Las cartas comerciales encontradas entre los cientos de miles de documentos desechados de la Genizá de El Cairo, el depósito de la sinagoga de Ben Esdras en Fustat, parecen a veces un catálogo de modas. Los judíos de Egipto estaban muy relacionados con el comercio de tejidos (¿cuándo y dónde no lo han estado?) de todas clases, de lino y seda, sí, pero muchos tipos de sedas: la gruesa o ibrisim y la ligera o jazz; la lalas, «seda fina roja», y la lasin, la barata, destinada al sector popular del mercado.13 Los compraban, los vendían y los teñían. De hecho, cada tintorero estaba especializado en el empleo de un colorante distinto: zumaque, púrpura, añil o azafrán. Trabajaban como hiladores, tejedores, bordadores y fabricantes de brocados. Los más humildes pasaban el día desenredando las fibras de lino de las semillas, que luego eran machacadas en aceite; otros devanaban el finísimo y delicado hilo de los capullos de gusano de seda. Los más acaudalados compraban y vendían el tejido ya elaborado para convertirlo en chales y vestidos, pañuelos, cojines y alfombras.

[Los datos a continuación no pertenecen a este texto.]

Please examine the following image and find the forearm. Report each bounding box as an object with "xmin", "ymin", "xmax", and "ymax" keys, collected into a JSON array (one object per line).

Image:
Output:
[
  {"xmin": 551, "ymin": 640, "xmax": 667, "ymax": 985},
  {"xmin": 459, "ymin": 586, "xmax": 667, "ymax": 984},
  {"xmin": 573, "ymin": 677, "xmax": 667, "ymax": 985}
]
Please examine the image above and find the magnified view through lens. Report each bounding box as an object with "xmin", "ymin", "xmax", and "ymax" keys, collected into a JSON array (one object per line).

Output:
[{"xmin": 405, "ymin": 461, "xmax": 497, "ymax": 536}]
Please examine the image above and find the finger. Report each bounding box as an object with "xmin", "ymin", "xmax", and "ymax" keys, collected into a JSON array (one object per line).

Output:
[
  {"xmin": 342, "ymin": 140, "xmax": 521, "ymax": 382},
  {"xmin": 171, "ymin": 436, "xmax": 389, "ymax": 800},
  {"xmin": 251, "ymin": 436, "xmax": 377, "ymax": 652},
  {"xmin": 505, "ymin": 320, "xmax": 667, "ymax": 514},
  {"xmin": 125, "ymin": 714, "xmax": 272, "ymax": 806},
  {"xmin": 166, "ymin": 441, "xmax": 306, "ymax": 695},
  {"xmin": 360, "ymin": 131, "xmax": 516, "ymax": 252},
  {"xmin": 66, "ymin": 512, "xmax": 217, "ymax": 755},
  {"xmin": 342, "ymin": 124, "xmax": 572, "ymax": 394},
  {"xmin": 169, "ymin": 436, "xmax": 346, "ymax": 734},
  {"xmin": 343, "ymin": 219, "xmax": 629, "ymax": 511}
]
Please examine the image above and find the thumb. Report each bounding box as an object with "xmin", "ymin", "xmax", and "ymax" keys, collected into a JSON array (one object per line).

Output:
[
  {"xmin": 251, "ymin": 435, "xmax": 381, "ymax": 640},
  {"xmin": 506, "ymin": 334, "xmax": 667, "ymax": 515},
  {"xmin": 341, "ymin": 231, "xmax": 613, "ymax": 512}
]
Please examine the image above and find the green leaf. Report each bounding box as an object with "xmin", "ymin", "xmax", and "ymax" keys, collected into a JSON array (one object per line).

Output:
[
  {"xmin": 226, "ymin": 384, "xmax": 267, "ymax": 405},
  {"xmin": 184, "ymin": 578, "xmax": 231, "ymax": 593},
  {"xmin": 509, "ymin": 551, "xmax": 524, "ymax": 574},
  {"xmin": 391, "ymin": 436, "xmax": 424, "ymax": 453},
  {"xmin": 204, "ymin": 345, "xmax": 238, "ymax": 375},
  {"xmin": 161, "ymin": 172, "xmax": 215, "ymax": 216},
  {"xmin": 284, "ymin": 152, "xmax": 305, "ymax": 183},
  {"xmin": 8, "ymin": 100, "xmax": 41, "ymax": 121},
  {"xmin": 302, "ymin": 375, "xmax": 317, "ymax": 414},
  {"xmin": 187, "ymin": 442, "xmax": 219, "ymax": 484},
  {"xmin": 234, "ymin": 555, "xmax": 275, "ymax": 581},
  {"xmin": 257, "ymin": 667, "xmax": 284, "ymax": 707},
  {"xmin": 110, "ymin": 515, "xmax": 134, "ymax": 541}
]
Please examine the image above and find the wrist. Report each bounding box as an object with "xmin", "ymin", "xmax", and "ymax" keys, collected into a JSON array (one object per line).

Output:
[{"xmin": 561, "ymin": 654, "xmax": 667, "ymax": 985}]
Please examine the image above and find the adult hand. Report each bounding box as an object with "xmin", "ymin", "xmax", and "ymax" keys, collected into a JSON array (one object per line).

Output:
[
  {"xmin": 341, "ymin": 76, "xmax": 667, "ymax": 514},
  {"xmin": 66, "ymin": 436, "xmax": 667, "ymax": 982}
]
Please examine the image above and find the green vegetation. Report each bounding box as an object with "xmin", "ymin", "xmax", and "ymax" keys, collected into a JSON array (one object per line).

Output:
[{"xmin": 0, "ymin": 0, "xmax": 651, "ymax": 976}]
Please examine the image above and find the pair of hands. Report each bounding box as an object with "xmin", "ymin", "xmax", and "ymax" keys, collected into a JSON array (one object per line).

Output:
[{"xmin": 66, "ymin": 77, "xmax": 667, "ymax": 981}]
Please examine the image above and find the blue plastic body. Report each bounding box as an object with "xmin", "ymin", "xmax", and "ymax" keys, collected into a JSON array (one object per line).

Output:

Y si muchos eran los que trabajaban en el negocio, eran más todavía los consumidores ávidos de telas y trajes espectaculares, pues los judíos de Fustat no eran gente que anduviera por la calle con la cabeza gacha y vestida austeramente. De hecho, miraban por encima del hombro a los judíos de Jerusalén, que eran los únicos del mundo musulmán que se limitaban a vestir de negro con la única nota de color de un ribete rojo. En Fustat y en los innumerables lugares a los que enviaban sus telas, los gustos eran mucho más sofisticados, tanto para las mujeres como para los hombres.